Aufgrund eines Fehlers beim Registergericht wird nicht die Gewerbetreibende Tina M. im Handelsregister eingetragen, sondern ihre Tochter Lina M. Erst als sie beim Kauf eines Grundstücks vom Verkäufer auf ihre vermeintliche Kaufmannseigenschaft angesprochen wird, erlangt L davon Kenntnis und klärt die Situation auf.

Einordnung des Falls

Kaufmann kraft Rechtsschein

Die Jurafuchs-Methode schichtet ab: Das sind die 4 wichtigsten Rechtsfragen, die es zu diesem Fall zu verstehen gilt

1. Nichtkaufleute, die wie ein Kaufmann auftreten, sind unter Umständen wie ein Kaufmann zu behandeln.

Ja!

Wenn ein Nichtkaufmann durch sein Auftreten im Rechts- und Geschäftsverkehr den Anschein erweckt, Kaufmann zu sein, muss er sich gutgläubigen Dritten gegenüber als Kaufmann behandeln lassen (Lehre vom „Scheinkaufmann“). Voraussetzung ist, dass er (1) einen objektiven Rechtsschein der Kaufmannseigenschaft (2) zurechenbar gesetzt hat und ein Dritter in seinem (3) schutzwürdigen Vertrauen auf den Rechtsschein (4) Dispositionen getroffen hat.

2. Lina Müller ist Kaufmann kraft Eintragung im Handelsregister (§ 5 HGB).

Nein, das ist nicht der Fall!

Voraussetzung für die Kaufmannseigenschaft kraft Eintragung (§ 5 HGB) ist, dass ein Gewerbe mit seiner Firma im Handelsregister eingetragen ist.

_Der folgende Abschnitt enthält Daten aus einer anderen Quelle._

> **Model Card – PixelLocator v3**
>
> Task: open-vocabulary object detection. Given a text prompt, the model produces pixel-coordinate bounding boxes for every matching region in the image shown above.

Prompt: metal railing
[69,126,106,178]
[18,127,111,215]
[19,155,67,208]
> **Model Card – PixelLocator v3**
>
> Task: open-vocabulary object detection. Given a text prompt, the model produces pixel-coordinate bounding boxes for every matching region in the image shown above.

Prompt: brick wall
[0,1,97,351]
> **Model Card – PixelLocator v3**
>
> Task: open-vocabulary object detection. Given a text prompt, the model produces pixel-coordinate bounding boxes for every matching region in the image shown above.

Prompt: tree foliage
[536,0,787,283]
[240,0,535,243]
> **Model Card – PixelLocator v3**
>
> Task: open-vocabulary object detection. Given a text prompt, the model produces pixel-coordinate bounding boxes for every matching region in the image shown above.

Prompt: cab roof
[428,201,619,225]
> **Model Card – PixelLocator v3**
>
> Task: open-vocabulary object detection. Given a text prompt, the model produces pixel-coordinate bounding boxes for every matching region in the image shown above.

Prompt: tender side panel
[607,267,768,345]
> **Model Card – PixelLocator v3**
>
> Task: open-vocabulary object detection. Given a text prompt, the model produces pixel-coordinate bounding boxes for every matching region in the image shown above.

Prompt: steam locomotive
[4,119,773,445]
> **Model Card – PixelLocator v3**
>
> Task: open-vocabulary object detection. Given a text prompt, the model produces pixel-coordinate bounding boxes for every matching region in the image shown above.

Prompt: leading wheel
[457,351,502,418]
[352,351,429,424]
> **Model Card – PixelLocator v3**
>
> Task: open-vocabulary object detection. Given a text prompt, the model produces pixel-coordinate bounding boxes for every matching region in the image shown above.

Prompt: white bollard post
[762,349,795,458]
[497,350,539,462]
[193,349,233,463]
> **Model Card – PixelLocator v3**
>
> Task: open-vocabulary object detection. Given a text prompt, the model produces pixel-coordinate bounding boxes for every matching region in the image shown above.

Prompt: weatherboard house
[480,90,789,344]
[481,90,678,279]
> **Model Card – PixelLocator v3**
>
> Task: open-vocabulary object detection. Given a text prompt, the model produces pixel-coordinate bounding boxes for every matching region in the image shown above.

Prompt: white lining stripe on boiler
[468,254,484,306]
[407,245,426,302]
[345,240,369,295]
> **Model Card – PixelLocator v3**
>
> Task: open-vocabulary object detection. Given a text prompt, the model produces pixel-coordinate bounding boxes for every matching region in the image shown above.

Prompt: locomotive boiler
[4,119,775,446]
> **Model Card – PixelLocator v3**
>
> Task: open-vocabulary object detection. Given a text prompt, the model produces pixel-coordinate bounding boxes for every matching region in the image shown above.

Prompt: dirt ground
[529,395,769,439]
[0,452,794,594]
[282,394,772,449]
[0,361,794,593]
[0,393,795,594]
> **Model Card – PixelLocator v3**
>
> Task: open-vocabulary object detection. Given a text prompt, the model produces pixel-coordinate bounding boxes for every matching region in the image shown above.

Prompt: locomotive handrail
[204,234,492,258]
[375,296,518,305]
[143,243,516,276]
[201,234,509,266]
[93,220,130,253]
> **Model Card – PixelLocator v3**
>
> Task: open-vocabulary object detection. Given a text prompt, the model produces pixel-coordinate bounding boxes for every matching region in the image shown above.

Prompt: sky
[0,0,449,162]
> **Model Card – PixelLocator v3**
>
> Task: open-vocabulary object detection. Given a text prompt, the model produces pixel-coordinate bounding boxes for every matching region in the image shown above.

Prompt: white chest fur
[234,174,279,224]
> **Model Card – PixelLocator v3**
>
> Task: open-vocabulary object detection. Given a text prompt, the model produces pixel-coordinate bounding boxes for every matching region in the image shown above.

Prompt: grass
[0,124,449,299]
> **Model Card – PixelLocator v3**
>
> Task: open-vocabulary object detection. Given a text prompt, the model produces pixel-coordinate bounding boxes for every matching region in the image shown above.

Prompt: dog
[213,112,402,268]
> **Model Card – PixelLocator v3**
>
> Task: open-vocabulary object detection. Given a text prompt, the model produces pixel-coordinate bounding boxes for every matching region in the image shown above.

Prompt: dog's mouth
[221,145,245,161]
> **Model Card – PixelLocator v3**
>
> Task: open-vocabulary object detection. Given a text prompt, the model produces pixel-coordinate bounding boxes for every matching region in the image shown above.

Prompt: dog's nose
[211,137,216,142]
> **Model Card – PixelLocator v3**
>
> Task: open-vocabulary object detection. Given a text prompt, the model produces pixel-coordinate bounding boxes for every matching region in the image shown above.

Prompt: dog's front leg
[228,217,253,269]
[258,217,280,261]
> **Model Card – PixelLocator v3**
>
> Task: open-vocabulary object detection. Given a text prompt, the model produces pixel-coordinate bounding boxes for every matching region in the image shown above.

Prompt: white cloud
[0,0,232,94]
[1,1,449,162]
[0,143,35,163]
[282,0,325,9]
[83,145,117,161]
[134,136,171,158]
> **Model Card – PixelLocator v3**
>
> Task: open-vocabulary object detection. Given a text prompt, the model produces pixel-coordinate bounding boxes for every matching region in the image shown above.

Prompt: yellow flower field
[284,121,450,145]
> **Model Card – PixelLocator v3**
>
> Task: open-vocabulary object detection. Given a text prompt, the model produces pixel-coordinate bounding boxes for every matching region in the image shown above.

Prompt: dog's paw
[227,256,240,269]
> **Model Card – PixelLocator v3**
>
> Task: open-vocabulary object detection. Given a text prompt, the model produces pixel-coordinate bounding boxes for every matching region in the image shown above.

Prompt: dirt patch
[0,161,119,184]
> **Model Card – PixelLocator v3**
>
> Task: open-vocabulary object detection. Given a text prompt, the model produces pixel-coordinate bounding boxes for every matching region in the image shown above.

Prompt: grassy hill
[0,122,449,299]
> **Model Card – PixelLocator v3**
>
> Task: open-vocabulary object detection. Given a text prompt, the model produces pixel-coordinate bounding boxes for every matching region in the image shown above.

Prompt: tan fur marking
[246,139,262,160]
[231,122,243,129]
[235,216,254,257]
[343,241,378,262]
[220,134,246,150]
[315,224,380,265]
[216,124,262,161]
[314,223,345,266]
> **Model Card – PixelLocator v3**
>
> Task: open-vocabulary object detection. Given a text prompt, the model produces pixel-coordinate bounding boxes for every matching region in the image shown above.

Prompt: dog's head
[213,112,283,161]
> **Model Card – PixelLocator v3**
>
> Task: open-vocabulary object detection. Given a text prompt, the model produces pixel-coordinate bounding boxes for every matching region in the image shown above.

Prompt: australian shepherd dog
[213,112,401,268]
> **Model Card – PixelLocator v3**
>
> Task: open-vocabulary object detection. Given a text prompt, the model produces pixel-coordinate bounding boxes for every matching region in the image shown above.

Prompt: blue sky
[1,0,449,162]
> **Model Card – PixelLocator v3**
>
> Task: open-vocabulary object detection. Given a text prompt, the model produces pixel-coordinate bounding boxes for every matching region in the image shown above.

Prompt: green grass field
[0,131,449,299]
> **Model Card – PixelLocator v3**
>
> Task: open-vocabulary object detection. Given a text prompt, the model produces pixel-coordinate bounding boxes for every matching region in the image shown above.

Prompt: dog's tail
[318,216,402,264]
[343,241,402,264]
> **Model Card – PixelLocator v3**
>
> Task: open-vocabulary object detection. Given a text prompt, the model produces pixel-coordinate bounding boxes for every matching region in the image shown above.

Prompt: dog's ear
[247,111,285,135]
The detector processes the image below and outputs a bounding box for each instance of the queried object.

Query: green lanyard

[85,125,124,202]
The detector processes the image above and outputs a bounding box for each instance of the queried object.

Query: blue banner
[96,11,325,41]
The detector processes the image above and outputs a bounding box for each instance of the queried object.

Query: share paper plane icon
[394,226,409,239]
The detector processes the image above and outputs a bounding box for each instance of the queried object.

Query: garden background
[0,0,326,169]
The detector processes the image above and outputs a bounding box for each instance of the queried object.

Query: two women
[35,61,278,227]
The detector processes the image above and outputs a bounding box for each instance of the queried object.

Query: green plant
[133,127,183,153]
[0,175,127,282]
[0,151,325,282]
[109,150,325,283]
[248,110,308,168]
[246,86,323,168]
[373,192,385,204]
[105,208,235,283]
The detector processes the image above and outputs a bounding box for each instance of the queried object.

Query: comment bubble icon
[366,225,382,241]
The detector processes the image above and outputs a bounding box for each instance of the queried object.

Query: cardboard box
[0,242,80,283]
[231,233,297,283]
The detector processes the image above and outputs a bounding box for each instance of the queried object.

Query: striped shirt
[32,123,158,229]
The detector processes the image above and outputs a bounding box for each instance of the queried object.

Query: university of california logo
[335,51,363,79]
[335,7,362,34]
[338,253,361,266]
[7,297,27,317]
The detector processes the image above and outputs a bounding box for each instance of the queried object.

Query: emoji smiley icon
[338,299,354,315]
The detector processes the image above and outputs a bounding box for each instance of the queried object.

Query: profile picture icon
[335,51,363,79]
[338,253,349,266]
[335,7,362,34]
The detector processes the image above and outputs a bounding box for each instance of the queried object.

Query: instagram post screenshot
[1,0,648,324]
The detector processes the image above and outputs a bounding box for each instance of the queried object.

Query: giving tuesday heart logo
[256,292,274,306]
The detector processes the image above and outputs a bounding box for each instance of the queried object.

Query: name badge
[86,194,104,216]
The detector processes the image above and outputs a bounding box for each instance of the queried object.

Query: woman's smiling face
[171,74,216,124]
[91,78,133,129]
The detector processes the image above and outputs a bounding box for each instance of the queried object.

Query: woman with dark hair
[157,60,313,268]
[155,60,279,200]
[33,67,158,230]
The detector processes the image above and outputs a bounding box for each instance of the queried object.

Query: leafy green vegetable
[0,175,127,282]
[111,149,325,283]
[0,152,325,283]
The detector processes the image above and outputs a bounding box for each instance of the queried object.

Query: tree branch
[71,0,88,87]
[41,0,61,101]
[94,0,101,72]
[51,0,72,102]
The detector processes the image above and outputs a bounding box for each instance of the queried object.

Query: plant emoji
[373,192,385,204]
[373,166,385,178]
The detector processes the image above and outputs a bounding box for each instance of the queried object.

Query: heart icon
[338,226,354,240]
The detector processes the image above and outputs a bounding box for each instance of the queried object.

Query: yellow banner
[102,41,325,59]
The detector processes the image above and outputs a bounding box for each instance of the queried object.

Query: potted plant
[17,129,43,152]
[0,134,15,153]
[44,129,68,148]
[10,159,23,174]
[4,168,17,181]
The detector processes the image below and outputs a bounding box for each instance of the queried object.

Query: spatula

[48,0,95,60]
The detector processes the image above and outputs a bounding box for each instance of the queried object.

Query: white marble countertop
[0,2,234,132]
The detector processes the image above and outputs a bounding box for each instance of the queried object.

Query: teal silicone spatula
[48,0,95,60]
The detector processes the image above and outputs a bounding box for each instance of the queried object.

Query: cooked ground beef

Für dieses wird unabhängig von seiner tatsächlichen Geschäftstätigkeit die Eigenschaft als Handelsgewerbe fingiert und der Gewerbetreibende ist Kaufmann (§ 5 HGB). L betreibt kein Gewerbe und kann deshalb trotz Eintragung im Handelsregister nicht Kaufmann sein.

3. Für den Grundstücksverkäufer besteht zunächst der Rechtsschein, L sei Kaufmann.

Ja, in der Tat!

Ein objektiver Rechtsschein für die Kaufmannseigenschaft wird durch Auftreten nach außen gesetzt, durch welches bei Dritten der Eindruck erweckt wird, der Handelnde sei Kaufmann. Dies kann durch ausdrückliche oder konkludente Erklärungen, die Verwendung kaufmännischer Rechtsinstitute (beispielsweise die Erteilung von Prokura, § 48 HGB) oder tatsächliches Verhalten erfolgen. L ist im Handelsregister als Kaufmann eingetragen. Hierdurch wird bei Personen, die Einsicht in das Handelsregister nehmen, der Eindruck erweckt, sie sei tatsächlich Kaufmann.

4. L hat den Rechtsschein, sie sei Kaufmann, zurechenbar erzeugt.

Nein!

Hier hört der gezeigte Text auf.